The study, published on 24th October in Nature Nanotechnology, introduces a “double-layer” electrode design that enhances the stability and charging speed of automotive batteries. The researchers say the approach could pave the way for next-generation, high-performance energy storage systems.
The work, led by Dr Xuekun Lu, Senior Lecturer in Green Energy at Queen Mary, addresses a key limitation of silicon anodes. Silicon offers roughly ten times the theoretical capacity of conventional graphite electrodes and enables faster charging. However, its large volume changes—up to 300% during charge and discharge cycles—have limited its commercial viability due to rapid degradation.

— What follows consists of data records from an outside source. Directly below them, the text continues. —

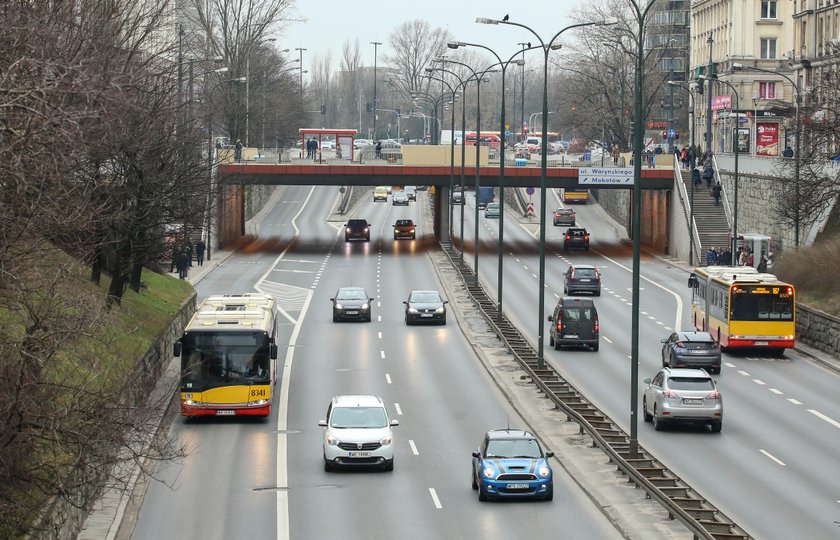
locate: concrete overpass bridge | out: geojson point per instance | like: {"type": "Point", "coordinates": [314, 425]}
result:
{"type": "Point", "coordinates": [233, 177]}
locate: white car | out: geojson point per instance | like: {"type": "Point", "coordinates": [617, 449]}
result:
{"type": "Point", "coordinates": [357, 432]}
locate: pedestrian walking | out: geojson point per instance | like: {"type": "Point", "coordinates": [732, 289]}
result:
{"type": "Point", "coordinates": [200, 248]}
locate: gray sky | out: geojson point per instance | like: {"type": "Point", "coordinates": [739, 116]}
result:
{"type": "Point", "coordinates": [330, 23]}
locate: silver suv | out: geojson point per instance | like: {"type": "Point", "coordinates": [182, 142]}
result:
{"type": "Point", "coordinates": [682, 395]}
{"type": "Point", "coordinates": [357, 432]}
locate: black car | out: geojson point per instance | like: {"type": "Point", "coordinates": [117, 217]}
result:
{"type": "Point", "coordinates": [574, 322]}
{"type": "Point", "coordinates": [564, 216]}
{"type": "Point", "coordinates": [582, 278]}
{"type": "Point", "coordinates": [691, 350]}
{"type": "Point", "coordinates": [576, 238]}
{"type": "Point", "coordinates": [357, 229]}
{"type": "Point", "coordinates": [425, 306]}
{"type": "Point", "coordinates": [351, 303]}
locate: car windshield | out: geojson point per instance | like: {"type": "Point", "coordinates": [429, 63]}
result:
{"type": "Point", "coordinates": [513, 448]}
{"type": "Point", "coordinates": [424, 298]}
{"type": "Point", "coordinates": [358, 418]}
{"type": "Point", "coordinates": [690, 383]}
{"type": "Point", "coordinates": [351, 294]}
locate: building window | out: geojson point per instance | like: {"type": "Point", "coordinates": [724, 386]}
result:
{"type": "Point", "coordinates": [768, 48]}
{"type": "Point", "coordinates": [768, 9]}
{"type": "Point", "coordinates": [766, 90]}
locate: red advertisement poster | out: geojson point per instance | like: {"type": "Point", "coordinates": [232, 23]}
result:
{"type": "Point", "coordinates": [767, 140]}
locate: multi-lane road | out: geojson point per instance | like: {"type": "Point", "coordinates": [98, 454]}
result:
{"type": "Point", "coordinates": [774, 468]}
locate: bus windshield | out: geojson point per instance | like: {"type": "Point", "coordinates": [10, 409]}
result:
{"type": "Point", "coordinates": [213, 359]}
{"type": "Point", "coordinates": [761, 303]}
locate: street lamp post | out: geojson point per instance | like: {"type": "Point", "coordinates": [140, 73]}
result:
{"type": "Point", "coordinates": [208, 211]}
{"type": "Point", "coordinates": [300, 69]}
{"type": "Point", "coordinates": [547, 48]}
{"type": "Point", "coordinates": [376, 45]}
{"type": "Point", "coordinates": [691, 199]}
{"type": "Point", "coordinates": [734, 241]}
{"type": "Point", "coordinates": [796, 159]}
{"type": "Point", "coordinates": [502, 130]}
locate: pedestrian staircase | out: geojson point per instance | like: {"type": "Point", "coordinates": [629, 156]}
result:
{"type": "Point", "coordinates": [710, 220]}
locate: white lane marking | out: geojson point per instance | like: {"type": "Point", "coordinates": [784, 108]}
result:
{"type": "Point", "coordinates": [435, 499]}
{"type": "Point", "coordinates": [771, 456]}
{"type": "Point", "coordinates": [821, 416]}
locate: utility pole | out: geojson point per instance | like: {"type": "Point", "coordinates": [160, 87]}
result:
{"type": "Point", "coordinates": [376, 45]}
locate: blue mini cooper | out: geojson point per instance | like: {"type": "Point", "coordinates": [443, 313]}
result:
{"type": "Point", "coordinates": [510, 463]}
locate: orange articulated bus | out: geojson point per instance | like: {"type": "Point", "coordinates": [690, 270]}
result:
{"type": "Point", "coordinates": [228, 357]}
{"type": "Point", "coordinates": [743, 308]}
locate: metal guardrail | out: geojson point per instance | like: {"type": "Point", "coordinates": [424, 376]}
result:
{"type": "Point", "coordinates": [682, 502]}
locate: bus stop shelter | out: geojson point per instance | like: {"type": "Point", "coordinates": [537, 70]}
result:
{"type": "Point", "coordinates": [343, 137]}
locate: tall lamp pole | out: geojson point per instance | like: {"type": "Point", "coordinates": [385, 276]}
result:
{"type": "Point", "coordinates": [376, 45]}
{"type": "Point", "coordinates": [547, 48]}
{"type": "Point", "coordinates": [210, 153]}
{"type": "Point", "coordinates": [796, 159]}
{"type": "Point", "coordinates": [691, 198]}
{"type": "Point", "coordinates": [734, 241]}
{"type": "Point", "coordinates": [502, 130]}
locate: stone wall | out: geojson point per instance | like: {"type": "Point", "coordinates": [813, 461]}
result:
{"type": "Point", "coordinates": [62, 520]}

Using advanced imaging techniques, the team observed the electro-chemo-mechanical behaviour of graphite–silicon composite electrodes in real time. The insights enabled them to design a double-layer structure that mitigates stress and improves stability, resulting in higher capacity retention and lower degradation.
“For the first time, we visualise the interplay between microstructural design and electro-chemo-mechanical performance across multiple scales, from individual particles to full electrodes,” said Dr Lu. “This opens new avenues for 3D composite electrode design, pushing the limits of energy density, cycle life, and charging speed—key to accelerating EV adoption.”
Professor David Greenwood, Chief Executive of the WMG High Value Manufacturing Catapult Centre, said the findings offer “a much deeper understanding of how microstructure affects performance and degradation”, adding that they provide “a basis for better battery design in the future.”
The research, Unravelling Electro-Chemo-Mechanical Processes in Graphite/Silicon Composites for Designing Nanoporous and Microstructured Battery Electrodes, is available in Nature Nanotechnology.